Nobody likes mystery charges (looking at you, streaming subscriptions), so the Included Features section lays it all out for your clients.

They'll see every security service that's included in the security package, along with every individual feature that's included in those services - talk about transparency!

This is where all the nitty-gritty details (that you're client doesn't really care about) about the actual security components included in the security package appear, along with the products that you use to deliver them.

And because we love keeping things neat and tidy, this information is pulled directly from your Security Services and Security Stack.

To learn more about security stack module read our Building your Security Stack article.

Now we're really splitting hairs - as the saying goes, you gotta 'sweat the details'. - BUT, you're clients don't!

Every NIST sub control (aka controls) of the security components you included in your security services (and thus added to your security packages) are defined here as statements of work - what you will do as part of this service - together with the sub control ID in the NIST CSF Framework

So whether your client is a compliance stickler, is look for re-assurance or needs the details for a contract, we've got you covered. Nothing says professional like say Yes in meetings and backing it up with the documentation afterwards.

You know you're an MSP when, after you spend 2 hours in a security presentation with a client, they ask you to send it all over in an email or report!

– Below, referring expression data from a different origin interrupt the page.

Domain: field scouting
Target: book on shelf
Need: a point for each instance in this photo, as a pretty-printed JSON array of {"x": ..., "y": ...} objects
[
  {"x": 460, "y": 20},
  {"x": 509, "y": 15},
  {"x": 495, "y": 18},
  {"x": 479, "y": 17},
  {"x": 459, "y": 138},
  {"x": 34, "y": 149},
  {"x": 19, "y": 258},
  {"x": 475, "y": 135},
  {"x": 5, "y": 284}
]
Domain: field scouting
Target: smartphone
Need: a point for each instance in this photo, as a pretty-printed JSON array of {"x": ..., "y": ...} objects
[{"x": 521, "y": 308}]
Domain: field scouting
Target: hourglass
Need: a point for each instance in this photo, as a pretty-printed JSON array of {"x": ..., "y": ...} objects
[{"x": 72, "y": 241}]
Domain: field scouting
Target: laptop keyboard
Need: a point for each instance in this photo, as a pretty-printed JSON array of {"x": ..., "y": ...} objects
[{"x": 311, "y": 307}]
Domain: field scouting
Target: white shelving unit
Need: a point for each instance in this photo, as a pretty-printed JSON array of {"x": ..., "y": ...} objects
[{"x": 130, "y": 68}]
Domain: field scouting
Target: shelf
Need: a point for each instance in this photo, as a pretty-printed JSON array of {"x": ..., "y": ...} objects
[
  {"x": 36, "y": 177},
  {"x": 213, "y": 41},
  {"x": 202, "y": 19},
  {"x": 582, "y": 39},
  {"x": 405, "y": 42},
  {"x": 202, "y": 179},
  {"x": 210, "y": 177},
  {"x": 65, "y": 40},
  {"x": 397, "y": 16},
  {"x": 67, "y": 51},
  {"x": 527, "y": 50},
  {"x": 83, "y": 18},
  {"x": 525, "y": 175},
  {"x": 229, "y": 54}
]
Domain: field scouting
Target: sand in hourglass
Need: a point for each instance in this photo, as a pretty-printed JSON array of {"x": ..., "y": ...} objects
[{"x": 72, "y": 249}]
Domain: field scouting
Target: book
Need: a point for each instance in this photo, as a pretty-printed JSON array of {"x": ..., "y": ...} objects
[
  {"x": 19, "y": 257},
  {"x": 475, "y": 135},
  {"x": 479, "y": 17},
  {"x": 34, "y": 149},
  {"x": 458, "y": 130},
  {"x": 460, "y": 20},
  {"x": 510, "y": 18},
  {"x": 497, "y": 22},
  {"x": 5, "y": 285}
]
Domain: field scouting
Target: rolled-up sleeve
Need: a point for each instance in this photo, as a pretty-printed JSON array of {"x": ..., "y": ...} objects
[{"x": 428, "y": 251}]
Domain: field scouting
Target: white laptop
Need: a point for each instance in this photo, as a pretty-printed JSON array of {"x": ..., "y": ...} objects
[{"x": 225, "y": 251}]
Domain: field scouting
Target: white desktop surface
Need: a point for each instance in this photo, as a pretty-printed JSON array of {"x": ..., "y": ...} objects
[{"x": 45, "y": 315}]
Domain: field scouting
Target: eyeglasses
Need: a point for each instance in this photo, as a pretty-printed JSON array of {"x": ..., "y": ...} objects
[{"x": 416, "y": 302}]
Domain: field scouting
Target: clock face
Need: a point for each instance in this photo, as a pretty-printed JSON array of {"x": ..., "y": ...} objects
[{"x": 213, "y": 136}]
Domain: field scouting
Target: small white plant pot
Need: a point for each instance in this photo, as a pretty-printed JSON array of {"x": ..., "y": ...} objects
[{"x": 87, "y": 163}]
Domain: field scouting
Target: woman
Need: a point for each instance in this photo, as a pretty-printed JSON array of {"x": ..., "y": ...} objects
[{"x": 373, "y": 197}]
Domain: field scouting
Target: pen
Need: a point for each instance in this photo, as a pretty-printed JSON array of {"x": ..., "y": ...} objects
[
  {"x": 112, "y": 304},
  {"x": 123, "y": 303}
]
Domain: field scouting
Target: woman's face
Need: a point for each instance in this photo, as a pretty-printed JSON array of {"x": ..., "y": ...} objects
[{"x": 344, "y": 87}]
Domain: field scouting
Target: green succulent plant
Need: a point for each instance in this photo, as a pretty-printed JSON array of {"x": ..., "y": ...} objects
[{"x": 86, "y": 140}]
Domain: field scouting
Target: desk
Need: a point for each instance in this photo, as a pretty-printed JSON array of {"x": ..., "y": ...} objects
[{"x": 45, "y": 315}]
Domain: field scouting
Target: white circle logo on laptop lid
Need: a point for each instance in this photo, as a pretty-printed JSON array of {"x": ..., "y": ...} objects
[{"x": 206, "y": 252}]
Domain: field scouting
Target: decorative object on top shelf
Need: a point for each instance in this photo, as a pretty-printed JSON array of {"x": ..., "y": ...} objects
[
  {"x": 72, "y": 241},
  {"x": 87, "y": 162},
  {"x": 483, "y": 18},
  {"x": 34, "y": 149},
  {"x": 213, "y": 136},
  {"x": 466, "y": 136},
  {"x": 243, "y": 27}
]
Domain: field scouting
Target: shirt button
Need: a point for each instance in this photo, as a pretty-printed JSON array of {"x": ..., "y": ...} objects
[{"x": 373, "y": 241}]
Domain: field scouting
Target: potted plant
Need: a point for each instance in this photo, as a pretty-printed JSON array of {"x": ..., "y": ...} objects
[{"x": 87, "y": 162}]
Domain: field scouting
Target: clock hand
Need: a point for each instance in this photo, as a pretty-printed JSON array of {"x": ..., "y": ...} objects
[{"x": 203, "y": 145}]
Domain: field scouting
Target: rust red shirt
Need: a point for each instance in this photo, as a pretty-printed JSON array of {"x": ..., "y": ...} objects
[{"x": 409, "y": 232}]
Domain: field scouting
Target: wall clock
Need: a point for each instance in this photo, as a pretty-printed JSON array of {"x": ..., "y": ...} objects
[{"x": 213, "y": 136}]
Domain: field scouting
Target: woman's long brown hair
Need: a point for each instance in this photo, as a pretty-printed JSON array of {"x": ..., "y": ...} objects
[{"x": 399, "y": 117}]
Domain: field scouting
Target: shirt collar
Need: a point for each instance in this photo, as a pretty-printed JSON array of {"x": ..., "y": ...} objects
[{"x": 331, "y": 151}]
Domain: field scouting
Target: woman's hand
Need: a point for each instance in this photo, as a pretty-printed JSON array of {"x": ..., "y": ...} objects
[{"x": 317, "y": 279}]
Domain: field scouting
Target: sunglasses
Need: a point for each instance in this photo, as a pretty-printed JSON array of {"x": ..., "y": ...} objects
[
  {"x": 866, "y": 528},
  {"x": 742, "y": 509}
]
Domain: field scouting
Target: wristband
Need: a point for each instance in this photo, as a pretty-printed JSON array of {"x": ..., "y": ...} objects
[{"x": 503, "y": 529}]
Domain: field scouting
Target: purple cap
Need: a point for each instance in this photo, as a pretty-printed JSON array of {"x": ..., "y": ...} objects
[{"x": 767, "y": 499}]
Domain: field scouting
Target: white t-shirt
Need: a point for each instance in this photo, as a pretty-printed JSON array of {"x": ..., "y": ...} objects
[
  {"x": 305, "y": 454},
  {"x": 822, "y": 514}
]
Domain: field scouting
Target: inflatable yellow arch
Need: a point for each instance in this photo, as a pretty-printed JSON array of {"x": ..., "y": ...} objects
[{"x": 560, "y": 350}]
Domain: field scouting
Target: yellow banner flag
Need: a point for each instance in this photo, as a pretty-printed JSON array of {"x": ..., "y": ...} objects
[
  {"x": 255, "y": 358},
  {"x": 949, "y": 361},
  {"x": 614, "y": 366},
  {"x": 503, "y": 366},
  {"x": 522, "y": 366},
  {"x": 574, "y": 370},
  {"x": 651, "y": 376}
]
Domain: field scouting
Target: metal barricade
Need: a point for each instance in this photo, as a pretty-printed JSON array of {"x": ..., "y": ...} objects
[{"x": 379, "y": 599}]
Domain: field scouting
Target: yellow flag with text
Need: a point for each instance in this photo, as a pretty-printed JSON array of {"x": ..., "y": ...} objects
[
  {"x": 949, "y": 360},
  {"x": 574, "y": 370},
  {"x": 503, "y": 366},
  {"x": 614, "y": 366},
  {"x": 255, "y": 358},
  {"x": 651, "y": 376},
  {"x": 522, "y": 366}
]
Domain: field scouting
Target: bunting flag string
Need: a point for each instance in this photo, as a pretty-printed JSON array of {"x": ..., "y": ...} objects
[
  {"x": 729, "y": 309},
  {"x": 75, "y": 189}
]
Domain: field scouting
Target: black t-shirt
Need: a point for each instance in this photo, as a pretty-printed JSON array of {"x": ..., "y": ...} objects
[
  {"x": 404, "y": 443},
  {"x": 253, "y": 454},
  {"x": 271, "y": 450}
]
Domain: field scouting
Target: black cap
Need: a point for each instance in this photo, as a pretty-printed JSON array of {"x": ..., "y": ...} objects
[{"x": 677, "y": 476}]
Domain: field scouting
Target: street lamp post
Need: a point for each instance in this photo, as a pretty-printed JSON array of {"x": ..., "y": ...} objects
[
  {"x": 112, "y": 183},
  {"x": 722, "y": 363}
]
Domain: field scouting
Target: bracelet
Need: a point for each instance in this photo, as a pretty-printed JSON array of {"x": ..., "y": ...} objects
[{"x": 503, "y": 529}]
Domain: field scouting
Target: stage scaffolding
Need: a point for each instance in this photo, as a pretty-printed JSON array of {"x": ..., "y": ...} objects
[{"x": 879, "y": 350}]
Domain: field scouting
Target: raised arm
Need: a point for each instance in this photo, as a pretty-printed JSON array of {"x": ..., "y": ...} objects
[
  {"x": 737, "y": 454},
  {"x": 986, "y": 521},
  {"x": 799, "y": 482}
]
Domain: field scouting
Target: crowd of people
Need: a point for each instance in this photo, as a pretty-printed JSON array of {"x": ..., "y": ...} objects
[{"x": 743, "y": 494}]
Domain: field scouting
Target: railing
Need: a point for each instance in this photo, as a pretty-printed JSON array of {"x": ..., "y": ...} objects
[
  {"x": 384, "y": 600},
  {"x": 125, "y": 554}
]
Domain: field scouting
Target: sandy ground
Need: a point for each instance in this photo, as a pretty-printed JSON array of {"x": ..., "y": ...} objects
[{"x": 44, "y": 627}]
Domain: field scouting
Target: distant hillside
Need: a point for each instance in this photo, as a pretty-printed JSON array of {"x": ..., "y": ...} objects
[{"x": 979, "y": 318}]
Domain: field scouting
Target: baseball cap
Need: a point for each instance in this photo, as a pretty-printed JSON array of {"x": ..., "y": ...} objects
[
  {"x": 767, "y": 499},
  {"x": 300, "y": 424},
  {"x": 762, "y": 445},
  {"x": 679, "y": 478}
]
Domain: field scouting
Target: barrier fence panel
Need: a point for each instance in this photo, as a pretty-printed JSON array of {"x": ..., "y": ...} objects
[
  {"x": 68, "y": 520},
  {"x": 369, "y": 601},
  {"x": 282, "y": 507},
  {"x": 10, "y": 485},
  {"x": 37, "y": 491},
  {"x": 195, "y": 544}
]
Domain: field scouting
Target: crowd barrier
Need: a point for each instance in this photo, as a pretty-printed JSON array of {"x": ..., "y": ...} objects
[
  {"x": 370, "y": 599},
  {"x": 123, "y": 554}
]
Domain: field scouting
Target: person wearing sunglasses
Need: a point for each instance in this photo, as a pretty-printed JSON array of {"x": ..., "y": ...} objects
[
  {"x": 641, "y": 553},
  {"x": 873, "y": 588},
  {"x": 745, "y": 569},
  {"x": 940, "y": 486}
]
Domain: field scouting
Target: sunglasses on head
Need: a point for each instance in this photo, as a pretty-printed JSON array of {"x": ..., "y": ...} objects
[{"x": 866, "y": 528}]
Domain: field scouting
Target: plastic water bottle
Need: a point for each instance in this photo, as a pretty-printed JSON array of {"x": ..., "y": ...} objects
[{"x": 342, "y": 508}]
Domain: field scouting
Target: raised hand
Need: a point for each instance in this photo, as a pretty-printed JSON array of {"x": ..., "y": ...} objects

Instead of spending late nights and weekends trying to fulfil these frustrating requests, just export it to a pdf and send it to them!

This creates a detailed, professional layout of what you’re offering, so they can review it on their own time.

You can even control exactly what you include in the report - that's right, no one size fits all reports that you can't send to clients without them picking holes in them. You can toggle off sections when exporting, ensuring they only see what you want them to see.

So next time your client or prospect asks for you to send it over in a report, you can turn your 'omfg' into 'with pleasure'! 🚀

You've done it - you've sold your client on your security package and it's time to apply it to them in HighGround, as follows:

Open the client > Security Packages > Find the security package > Click ... > Select 'Apply Package'.

When applying the security package, you'll be prompted as follows:

When a security package is applied to a client, you will see a 'Managed' label when looking at the clients CyberScore drilldown, as follows:

This is to prevent you from overriding this manually when a package is applied. To change these security components, you can either update the security package or set the package as Inactive, i.e. un-apply it. You can do this the same way as applying a package, and selecting 'Set as Inactive'.